Lay people, that is ordinary citizens, and experts alike, say that secession may be the last major European style. After that, styles weren’t grandiose or European, or neither of these two, quite often. Of all the secession styles, we, in Serbia, are familiar with the Hungarian and Viennese the best.


The Viennese secession has nothing to do with a certain part of the country wanting to secede. On the contrary, it is an art movement, closely associated with Art Nouveau, launched in 1897 by a group of Austrian painters, graphic artists, sculptors and architects, including Josef Hoffman, Koloman Moser, Otto Wagner and Gustav Klimt. They resigned from the Austrian Association of Fine Artists in protest against the Association’s support for more traditional artistic styles. A secessionist building designed by Joseph Maria Olbrich, which was the site of the group’s exhibitions, was their most influential architectural work.

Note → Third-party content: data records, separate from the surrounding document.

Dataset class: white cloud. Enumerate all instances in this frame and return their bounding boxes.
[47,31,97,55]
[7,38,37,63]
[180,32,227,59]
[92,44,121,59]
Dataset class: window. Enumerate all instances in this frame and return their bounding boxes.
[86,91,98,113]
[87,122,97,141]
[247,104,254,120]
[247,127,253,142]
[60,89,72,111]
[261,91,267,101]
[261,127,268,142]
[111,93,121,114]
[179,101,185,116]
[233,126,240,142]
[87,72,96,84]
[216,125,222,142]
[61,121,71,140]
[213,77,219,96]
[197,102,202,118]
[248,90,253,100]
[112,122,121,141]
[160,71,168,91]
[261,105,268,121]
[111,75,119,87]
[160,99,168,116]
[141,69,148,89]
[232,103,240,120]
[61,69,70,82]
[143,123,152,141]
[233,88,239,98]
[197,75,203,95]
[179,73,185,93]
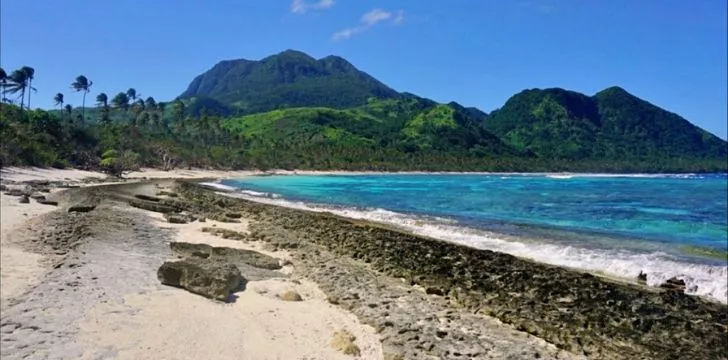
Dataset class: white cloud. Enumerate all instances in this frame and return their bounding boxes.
[361,9,392,26]
[331,26,365,41]
[291,0,335,14]
[392,10,404,25]
[331,9,404,41]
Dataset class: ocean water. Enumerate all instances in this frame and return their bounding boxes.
[219,174,728,303]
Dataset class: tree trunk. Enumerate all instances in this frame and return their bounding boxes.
[81,91,88,123]
[28,79,33,110]
[20,87,25,112]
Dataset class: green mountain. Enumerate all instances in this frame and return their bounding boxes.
[180,50,400,114]
[0,50,728,172]
[485,87,728,161]
[222,97,526,170]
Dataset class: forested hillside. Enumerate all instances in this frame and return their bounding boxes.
[0,51,728,174]
[180,50,399,114]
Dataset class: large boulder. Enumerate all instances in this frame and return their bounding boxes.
[164,213,190,224]
[660,277,685,292]
[157,258,245,302]
[169,242,282,270]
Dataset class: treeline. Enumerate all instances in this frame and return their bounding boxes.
[0,67,726,175]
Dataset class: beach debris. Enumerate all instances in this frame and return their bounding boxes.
[157,258,245,302]
[278,290,303,301]
[225,213,243,219]
[660,277,685,292]
[36,199,58,206]
[201,226,247,240]
[164,213,190,224]
[68,204,96,212]
[30,191,45,200]
[169,242,281,270]
[5,189,27,196]
[157,190,179,197]
[134,194,162,202]
[329,329,361,356]
[128,199,180,214]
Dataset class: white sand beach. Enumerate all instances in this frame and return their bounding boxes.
[0,168,382,359]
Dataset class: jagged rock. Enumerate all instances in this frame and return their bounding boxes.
[169,242,282,270]
[30,192,45,200]
[169,241,212,259]
[660,277,685,292]
[225,213,243,219]
[68,204,96,212]
[164,213,190,224]
[128,199,180,214]
[169,182,728,359]
[329,329,361,356]
[5,189,28,196]
[201,226,247,240]
[157,259,245,302]
[134,194,162,202]
[637,271,647,284]
[278,290,303,301]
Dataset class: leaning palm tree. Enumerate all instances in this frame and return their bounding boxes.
[20,66,35,110]
[144,96,157,110]
[63,104,73,121]
[5,69,28,111]
[53,93,63,109]
[96,93,109,107]
[0,68,10,102]
[96,93,111,124]
[71,75,94,121]
[111,92,129,110]
[126,88,139,102]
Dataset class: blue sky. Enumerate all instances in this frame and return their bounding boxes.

Hermann Bahr wrote about an important secession principle: “We want art that is not a slave to foreign influences, but at the same time, neither frightened nor hated by them.” Another important quote illustrating their ideas and ideals is written at the entrance to a secessionist building: “To every age its art, to art its freedom.” (DER ZEIT IHRE KUNST, DER KUNST IHRE FREIHEIT.)

The Viennese Secession was named after the Munich Secession. Its official magazine was called ‘Var Sacrum’ in which one could find very stylized and influential graphic art. Their mission was “total art”, and the unification of all art forms – the so-called Gesamtkunstwerk. They hated the historicism of the Vienna Academy (Künstlerhaus Wien). In 1905, the group split when some of its most prominent members, including Klimt, Wagner and Hoffmann, resigned in the priority dispute, but it continued to function and operate today from its seat in a secession building. It was an act of secession from secession.

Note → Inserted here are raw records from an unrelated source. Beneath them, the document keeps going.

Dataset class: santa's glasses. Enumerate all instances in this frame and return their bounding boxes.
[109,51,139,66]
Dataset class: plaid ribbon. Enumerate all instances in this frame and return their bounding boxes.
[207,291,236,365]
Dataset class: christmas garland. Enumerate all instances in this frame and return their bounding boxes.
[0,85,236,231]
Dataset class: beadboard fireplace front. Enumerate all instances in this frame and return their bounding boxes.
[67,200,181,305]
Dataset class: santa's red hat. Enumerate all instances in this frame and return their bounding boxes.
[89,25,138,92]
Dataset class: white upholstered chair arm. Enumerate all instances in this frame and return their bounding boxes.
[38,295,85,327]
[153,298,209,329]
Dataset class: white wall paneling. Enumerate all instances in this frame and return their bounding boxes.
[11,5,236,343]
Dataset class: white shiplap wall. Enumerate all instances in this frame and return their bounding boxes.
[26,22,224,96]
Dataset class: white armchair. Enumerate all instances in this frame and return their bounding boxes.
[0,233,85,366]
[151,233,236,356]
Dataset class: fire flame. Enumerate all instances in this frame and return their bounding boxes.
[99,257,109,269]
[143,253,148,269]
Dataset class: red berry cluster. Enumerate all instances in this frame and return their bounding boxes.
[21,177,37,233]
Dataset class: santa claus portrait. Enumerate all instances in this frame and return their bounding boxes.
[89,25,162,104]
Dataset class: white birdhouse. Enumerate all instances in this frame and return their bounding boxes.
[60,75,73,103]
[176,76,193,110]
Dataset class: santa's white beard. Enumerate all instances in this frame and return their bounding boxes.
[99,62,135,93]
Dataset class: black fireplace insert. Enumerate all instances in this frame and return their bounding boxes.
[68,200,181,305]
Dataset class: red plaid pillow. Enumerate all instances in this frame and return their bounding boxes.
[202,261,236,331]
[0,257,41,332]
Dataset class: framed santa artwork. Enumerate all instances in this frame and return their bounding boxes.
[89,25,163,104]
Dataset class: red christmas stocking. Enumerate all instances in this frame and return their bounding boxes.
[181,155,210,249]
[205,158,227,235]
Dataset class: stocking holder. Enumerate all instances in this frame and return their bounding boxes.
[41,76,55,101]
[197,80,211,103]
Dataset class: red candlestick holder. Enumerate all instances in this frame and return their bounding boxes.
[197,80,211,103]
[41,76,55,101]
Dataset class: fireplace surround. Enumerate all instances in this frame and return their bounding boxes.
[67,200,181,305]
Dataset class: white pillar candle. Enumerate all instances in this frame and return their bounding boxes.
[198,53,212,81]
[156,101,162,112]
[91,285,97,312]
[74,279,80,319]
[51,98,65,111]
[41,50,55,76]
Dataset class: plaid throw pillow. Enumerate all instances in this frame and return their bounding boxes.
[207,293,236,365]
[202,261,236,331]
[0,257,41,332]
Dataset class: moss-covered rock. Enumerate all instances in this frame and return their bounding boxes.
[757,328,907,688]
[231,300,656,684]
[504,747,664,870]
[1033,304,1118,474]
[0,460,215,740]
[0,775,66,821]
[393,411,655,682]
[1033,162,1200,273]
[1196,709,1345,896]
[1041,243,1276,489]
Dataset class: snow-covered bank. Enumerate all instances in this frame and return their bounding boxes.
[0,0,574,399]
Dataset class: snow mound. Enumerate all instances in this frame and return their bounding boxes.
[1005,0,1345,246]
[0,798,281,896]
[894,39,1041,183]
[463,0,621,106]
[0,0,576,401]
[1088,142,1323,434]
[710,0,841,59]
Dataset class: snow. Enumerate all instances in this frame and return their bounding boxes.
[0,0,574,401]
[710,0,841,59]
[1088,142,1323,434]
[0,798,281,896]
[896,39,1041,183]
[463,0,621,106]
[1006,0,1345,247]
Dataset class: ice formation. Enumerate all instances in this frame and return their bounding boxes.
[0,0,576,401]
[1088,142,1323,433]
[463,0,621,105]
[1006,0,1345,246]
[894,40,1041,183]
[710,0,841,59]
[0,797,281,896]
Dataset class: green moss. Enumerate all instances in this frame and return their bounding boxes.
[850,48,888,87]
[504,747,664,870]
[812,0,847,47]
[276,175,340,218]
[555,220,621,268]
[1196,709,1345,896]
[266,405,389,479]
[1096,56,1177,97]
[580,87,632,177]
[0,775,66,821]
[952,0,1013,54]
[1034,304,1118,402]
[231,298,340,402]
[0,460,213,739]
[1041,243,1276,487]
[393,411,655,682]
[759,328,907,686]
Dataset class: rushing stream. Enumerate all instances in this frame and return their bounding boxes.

Klimt loved the female body and his works are imbued with eroticism. Klimt may not be as shocking to us today as he was at the time, but it is still difficult to refrain from reacting even today when we see his monumentally erotic painting “The Kiss”. It is almost impossible to count how many reproductions this image has had, and how many notebooks and calendars depict it. Klimt’s artwork radiates yellow and gold, while the figures are usually placed in an erotic pose. This can be seen in the paintings such as “Judith and the Head of Holofernes” (1901), as well as in “The Kiss” (1907-1908), and especially in “Danae” (1907). Klimt drew inspiration from ancient artists, all the way to Albrecht Dürer. It goes without saying that the Nazis could not stand him.

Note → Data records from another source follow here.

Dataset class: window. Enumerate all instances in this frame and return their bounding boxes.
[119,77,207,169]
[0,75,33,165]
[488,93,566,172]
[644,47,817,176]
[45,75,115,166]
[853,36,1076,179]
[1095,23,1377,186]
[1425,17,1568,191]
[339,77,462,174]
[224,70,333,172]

The SS destroyed three paintings that were commissioned as decoration for the ceiling of the grand hall of the University of Vienna. His three paintings, “Philosophy”, “Medicine” and “Jurisprudence”, were severely criticized and classified as “perverted” and “pornographic”. And, of course, that meant the end of them. “The Portrait of Adele Bloch-Bauer I” is perhaps his most famous painting and was considered the “Austrian Mona Lisa”. It was commissioned by Ferdinand Bloch-Bauer, a Jewish industrialist from Vienna, who amassed his wealth by producing sugar. He was a great patron of the artist and his wife is the only person whom Gustav Klimt painted twice. Klimt spent three years doing the first painting. He did the second painting, called “The Portrait of Adele Bloch-Bauer II” in 1912. Adele Bloch-Bauer was also targeted by the Nazis who, in 1941, renamed the painting “The Woman in Gold” in order to avoid mentioning her Jewish origin. The painting was exhibited at Belvedere until 2006 and was subsequently sold in the United States, at the request of the woman how inherited it. To this day, this painting remains a symbol of Vienna’s secession and the town’s golden age.

The legacy of secession artists is breathtaking. Design, applied arts, architecture, painting. Gesamtkunstwerk… Subsequently, Art Deco took over, but perhaps art reached its peak just before the Great War, in Vienna.